Но его голос дрожит. Впервые за долгие годы он не уверен в своей магии. Гилен наблюдает за этим с ледяным спокойствием.
— Ты не ошибся.
Пауза, словно набат, снова ударяет в виски опытного инквизитора.
— Ты просто бессилен.
Тишина в комнате сгущается, становится тяжелой, как свинцовый туман. Бернан напряженно сжимает челюсть. Его пальцы медленно, почти незаметно, скользят к рукояти топора.
— Значит, Сайлос был прав.
Глаза его сужаются, в них мелькает осознание — и опасение.
— Ты не демон.
Топор приподнимается на дюйм от стола.
— Ты что-то другое.
И в этот момент дверь скрипит. Где-то в коридоре — шаги. Тяжелые. Знакомые. Тяжелая дубовая дверь отворяется беззвучно, будто кто-то приглушил сам звук. В проеме, окутанный дымкой тусклого света из коридора, возникает Сайлос де Сильва. Его появление - как внезапное падение температуры в комнате.
Холодные серо-голубые глаза, похожие на льдины в горном озере, методично осматривают сцену: новый рунный круг, еще дымящийся от магии, Джереми с его побелевшими от напряжения пальцами и лицом, искаженным не столько злостью, сколько животным страхом непонимания.

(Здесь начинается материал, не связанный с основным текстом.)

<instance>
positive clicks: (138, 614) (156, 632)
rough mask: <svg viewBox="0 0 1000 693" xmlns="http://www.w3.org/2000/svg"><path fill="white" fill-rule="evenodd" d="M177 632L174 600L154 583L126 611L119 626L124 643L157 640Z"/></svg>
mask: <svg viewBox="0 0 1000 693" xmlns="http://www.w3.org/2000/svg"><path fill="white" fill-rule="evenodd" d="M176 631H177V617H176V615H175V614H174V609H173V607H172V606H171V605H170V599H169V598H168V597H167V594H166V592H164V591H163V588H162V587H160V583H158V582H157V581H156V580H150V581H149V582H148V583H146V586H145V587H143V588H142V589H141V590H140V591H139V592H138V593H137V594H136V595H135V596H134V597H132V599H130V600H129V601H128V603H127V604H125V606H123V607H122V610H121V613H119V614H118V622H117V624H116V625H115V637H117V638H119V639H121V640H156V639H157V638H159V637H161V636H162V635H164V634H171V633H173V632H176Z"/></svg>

— Прекратите это, — его голос ровный, отточенный годами командования, но в глубине — стальная жила, готовая прорезать любые возражения.
Он делает шаг вперед. Черный кожаный плащ, потертый на сгибах, шуршит по каменному полу, задевая осколки склянок — остатки предыдущих неудачных экспериментов. Они звенят, будто оплакивая тщетность усилий.
— Это не демон. Возможно, даже не просто тварь Тьмы.
Сайлос подходит к массивному дубовому столу, медленно снимает перчатку. Его пальцы — длинные, с тонкими шрамами от давних порезов — ложатся на потрепанный кожаный переплет фолианта, который он с глухим стуком опускает перед собой.
"Трактат о Падшем: Забытые культы и осколки божеств"
— Есть один, чьё имя стёрли из хроник.
Воздух в комнате внезапно сгущается, будто само пространство
содрогается от произнесенного имени. Даже факелы на стенах на мгновение гаснут, прежде чем снова разгореться.— Зар'гул.
Бернан непроизвольно сжимает рукоять топора. Джереми замирает, его пальцы судорожно сжимают край стола.
— Его прокляли. Его предали забвению.
Сайлос перелистывает страницы, шершавые от времени.
— Но... иногда появляются его следы.
Глаза его поднимаются, фиксируясь на Гилене.
— Последователи. Или осколки его силы — полубоги, в чьих жилах течёт капля его сущности.
Он закрывает книгу одним резким движением.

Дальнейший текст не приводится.